Label	Example	Meaning
`app.kubernetes.io/name`	`payments`	Name of the application
`app.kubernetes.io/version`	`2.4.1`	Current version of the app
`app.kubernetes.io/component`	`api`	Component within an application
`app.kubernetes.io/part-of`	`ecommerce`	Larger application this is part of
`app.kubernetes.io/managed-by`	`helm`	Tool used to manage the resource
`app.kubernetes.io/instance`	`payments-prod`	Unique instance name (e.g. release name)

Annotations

Labels

Key-value pairs, ≤ 63 chars each

Used by Kubernetes selectors to group resources

Deployments, Services, and ReplicaSets use them for routing

Selector is immutable once set

Example: app: payments, tier: backend

Annotations

Values can be any length (no limit)

Never used by K8s selectors — invisible to controllers

Used by external tools: Prometheus, cert-manager, Argo CD

Good for build metadata, runbook links, tool config

Example: prometheus.io/scrape: "true"

Labels identify and group — Annotations describe and configure tooling. Don't confuse them.

Annotations are key-value pairs intended for non-identifying metadata.
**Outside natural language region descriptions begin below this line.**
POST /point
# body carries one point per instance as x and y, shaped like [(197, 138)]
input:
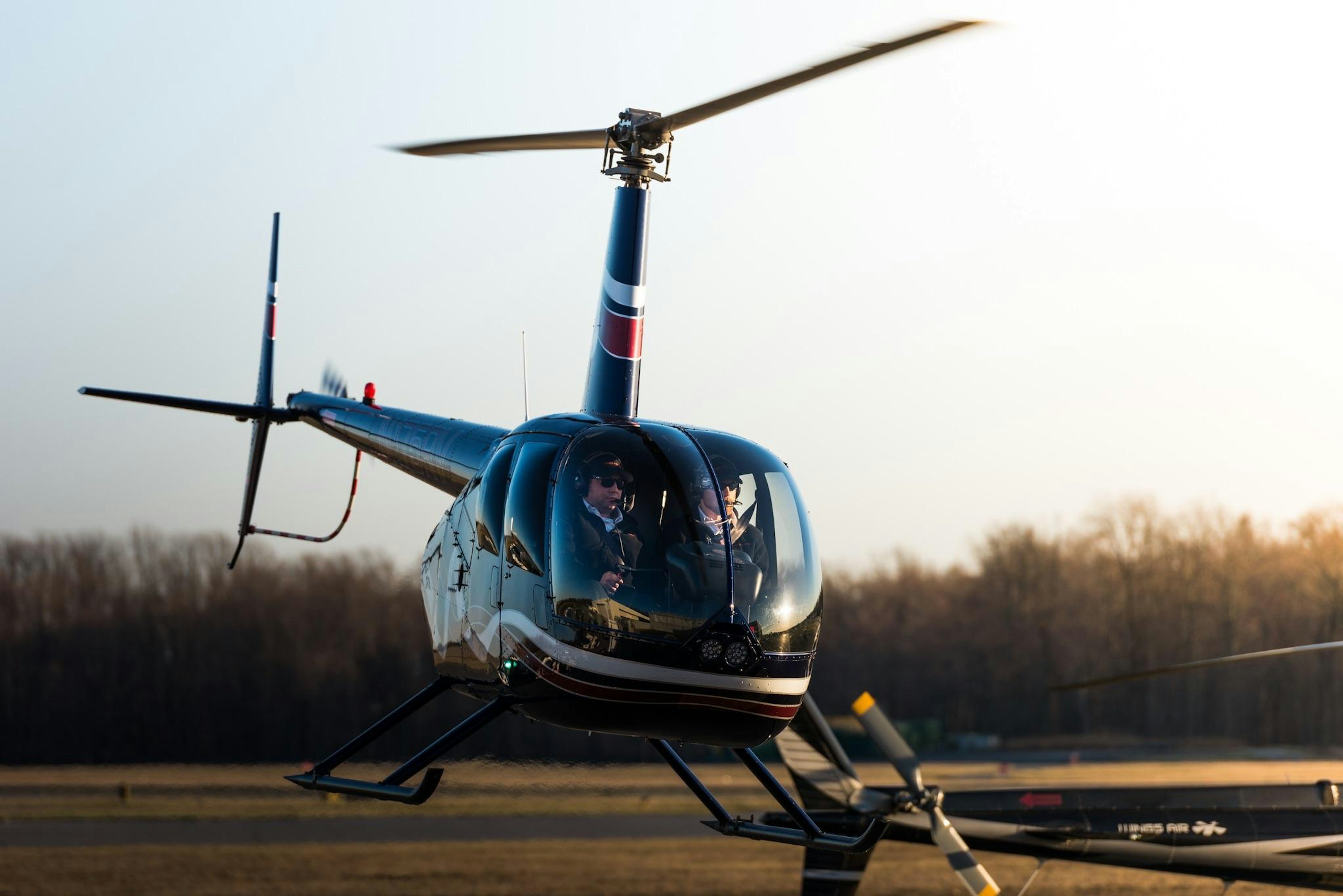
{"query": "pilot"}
[(602, 540)]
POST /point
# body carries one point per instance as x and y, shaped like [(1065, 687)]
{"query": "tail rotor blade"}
[(888, 741), (967, 868), (895, 749)]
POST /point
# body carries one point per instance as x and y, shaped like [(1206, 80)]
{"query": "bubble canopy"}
[(644, 538)]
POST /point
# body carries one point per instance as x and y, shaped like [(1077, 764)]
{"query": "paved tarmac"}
[(344, 831)]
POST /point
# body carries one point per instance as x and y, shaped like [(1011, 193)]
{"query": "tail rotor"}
[(895, 749)]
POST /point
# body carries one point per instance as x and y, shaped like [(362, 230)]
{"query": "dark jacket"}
[(583, 538)]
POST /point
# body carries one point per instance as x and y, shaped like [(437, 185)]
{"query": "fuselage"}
[(516, 609)]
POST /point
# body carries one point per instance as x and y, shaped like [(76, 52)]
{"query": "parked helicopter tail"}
[(828, 781)]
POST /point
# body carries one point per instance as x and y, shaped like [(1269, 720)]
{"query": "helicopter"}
[(1284, 835), (597, 570)]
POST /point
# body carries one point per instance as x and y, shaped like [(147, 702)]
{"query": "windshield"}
[(640, 540), (630, 553)]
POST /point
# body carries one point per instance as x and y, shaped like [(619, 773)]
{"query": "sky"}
[(1084, 253)]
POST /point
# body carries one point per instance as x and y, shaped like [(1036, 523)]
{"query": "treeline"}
[(145, 649)]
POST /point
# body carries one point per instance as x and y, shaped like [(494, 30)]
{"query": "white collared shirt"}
[(609, 522)]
Unlike labels:

Annotation values can be arbitrary strings with no length limit.
They are not used by Kubernetes selectors — controllers never use annotations to find or group resources.
They are used by external tooling, admission controllers, operators, and CI/CD systems.
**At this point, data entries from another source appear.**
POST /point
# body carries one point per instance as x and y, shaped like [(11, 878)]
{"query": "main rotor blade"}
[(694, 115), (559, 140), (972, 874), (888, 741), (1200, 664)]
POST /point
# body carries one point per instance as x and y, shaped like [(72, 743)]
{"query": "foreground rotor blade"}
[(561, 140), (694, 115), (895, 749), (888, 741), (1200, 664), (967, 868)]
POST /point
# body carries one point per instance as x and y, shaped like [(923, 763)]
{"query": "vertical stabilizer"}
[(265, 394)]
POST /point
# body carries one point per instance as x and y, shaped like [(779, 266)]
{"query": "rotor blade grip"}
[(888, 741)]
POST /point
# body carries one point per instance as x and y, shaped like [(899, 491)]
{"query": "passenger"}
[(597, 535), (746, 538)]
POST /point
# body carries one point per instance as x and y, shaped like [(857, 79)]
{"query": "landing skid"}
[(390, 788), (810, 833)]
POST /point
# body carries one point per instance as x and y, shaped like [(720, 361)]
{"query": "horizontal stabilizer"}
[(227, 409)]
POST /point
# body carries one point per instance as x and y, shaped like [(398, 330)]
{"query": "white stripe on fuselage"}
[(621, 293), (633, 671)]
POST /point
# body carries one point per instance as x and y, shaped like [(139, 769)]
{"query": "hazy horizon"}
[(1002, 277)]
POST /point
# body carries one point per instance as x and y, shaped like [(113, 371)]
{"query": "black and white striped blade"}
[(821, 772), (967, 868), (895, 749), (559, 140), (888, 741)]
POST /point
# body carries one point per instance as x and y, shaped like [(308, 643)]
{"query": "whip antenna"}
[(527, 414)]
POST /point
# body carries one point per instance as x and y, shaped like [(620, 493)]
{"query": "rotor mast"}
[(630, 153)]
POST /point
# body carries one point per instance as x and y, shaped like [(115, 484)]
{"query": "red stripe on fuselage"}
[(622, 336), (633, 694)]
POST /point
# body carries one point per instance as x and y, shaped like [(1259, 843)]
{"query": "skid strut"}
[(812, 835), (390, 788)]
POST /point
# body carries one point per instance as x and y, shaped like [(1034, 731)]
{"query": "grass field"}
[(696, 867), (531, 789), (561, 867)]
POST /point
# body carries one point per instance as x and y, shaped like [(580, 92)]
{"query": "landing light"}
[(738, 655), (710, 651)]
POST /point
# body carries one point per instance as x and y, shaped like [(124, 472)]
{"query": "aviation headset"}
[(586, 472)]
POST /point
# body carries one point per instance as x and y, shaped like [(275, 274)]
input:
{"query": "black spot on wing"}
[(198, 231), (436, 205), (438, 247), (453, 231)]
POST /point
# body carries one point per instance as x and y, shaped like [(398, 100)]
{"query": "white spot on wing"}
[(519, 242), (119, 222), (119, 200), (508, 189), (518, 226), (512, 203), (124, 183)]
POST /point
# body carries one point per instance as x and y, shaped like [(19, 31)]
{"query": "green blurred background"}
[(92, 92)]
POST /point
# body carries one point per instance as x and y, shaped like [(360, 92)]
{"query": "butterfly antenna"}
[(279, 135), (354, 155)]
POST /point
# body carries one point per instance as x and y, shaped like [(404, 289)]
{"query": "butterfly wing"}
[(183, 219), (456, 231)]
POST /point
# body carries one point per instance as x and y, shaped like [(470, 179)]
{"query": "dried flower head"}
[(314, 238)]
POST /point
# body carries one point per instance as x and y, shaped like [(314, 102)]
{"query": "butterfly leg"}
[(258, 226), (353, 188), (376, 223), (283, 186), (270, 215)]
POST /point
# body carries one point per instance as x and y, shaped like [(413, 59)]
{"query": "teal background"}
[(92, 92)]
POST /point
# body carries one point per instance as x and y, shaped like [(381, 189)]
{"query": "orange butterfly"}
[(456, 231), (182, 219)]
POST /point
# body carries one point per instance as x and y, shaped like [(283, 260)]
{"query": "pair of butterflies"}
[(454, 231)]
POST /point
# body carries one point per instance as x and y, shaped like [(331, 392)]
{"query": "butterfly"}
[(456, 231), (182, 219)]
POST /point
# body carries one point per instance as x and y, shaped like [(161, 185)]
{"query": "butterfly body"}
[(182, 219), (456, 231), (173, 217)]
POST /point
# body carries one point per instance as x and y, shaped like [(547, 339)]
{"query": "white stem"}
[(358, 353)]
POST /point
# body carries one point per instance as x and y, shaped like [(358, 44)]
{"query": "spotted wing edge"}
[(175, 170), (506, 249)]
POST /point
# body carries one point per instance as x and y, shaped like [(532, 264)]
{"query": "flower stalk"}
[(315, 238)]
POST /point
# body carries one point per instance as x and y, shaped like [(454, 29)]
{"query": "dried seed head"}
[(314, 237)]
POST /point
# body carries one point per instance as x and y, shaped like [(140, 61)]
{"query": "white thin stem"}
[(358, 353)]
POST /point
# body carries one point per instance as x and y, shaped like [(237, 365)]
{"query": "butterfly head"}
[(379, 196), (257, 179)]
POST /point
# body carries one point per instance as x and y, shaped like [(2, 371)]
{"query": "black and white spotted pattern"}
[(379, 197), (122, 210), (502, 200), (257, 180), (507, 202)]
deployment-annotations.yaml

apiVersion: apps/v1
kind: Deployment
metadata:
  name: payments-api
  annotations:
    # Deployment tracking
    deployment.kubernetes.io/revision: "4"
    # Prometheus scraping hints
    prometheus.io/scrape: "true"
    prometheus.io/port: "8080"
    prometheus.io/path: "/metrics"
    # Cert-manager configuration
    cert-manager.io/cluster-issuer: letsencrypt-prod
    # Human-readable notes
    description: "Payment processing API — see runbook at wiki/payments"
    git-commit: "a3f4c92"

Common real-world uses of annotations include:

Tool	Annotation example
Ingress controllers	`nginx.ingress.kubernetes.io/rewrite-target: /`
cert-manager	`cert-manager.io/cluster-issuer: letsencrypt-prod`
Prometheus	`prometheus.io/scrape: "true"`
Argo CD	`argocd.argoproj.io/sync-wave: "1"`
Kubernetes itself	`kubectl.kubernetes.io/last-applied-configuration`

Field Selectors

Field selectors filter resources by object fields (not labels) — useful for finding pods in a specific phase or bound to a specific node:

# pods that are currently Running
kubectl get pods --field-selector status.phase=Running

# pods scheduled on a specific node
kubectl get pods --field-selector spec.nodeName=worker-1

# services that are not ClusterIP
kubectl get services --field-selector spec.type!=ClusterIP

Field selectors support only equality operators (=, ==, !=) and the available fields vary by resource type. They are less commonly used than label selectors but invaluable for debugging.

Label Management with kubectl

While manifests are the right place to define labels at create time, you can add, update, and remove labels imperatively with kubectl label:

# Add or update a label
kubectl label pod nginx-pod environment=staging

# Remove a label (trailing -)
kubectl label pod nginx-pod environment-

# Label multiple objects at once
kubectl label pods --all tier=frontend

# Overwrite an existing label value
kubectl label pod nginx-pod version=2.0 --overwrite

Label selectors combine naturally with other kubectl commands. Use -l to target groups of objects:

# List all pods in the staging environment
kubectl get pods -l environment=staging

# Delete all pods tagged as canary
kubectl delete pods -l track=canary

# Show all services belonging to team-a
kubectl describe services -l team=team-a

For bulk or permanent changes, prefer editing the manifest and running kubectl apply — imperative label changes are not tracked in Git and can cause drift between your repo and the live cluster. Use kubectl label for debugging, incident response, or temporary groupings.